– di Massimo Moscarella – Che quel martedì di due settimane fa non sarebbe trascorso per Elsa come un giorno normale, lei avrebbe dovuto accorgersene fin dalle sette e tre quarti del mattino. Probabilmente, se si fosse resa subito conto dei guai che l’aspettavano, invece di prendere l’autobus sarebbe tornata indietro e subito avrebbe telefonato in ufficio per dire che era ammalata. Si sarebbe perciò rimessa a letto, senza prendersi neppure la briga di fare i mestieri di casa.
Nella scuola frequentata dai suoi due figli, le lezioni terminano alle tredici, e prima delle tredici e venti loro non tornano, perciò avrebbe potuto poltrire per diverse ore fra le pareti domestiche, scansando un sacco di rogne.
O forse no.
Certe giornate, infatti, sono destinate ad andare in un certo modo, e se Elsa fosse rimasta in casa, magari ci sarebbe stato un terremoto di magnitudo 9 Richter che avrebbe tirato giù il palazzo.

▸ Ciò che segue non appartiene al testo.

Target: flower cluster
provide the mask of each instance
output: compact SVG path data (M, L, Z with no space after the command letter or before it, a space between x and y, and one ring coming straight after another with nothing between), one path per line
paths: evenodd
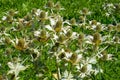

Come si diceva, alle sette e quaranta Elsa uscì di casa, e ben presto l’orologio della sua vita incominciò a girare in un modo curioso.
Fino a quel momento lei, sempre così meticolosa nel programmarsi le giornate, si sarebbe detta pronta a scommettere che uno i guai li trova solo quando li cerca.
Quel martedì si sarà sicuramente ricreduta.
Anzi deve essersi proprio convinta che talvolta le disgrazie piovono sulle persone quando queste si accorgono di avere l’ombrello rotto.
Oppure quando l’ombrello non se lo sono neanche portato dietro.
Dunque erano le sette e tre quarti, minuto più minuto meno, quando Elsa salì a bordo del pullman e, cosa strana, trovò posto a sedere.
Era, quello, un primo cattivo presagio che non colse.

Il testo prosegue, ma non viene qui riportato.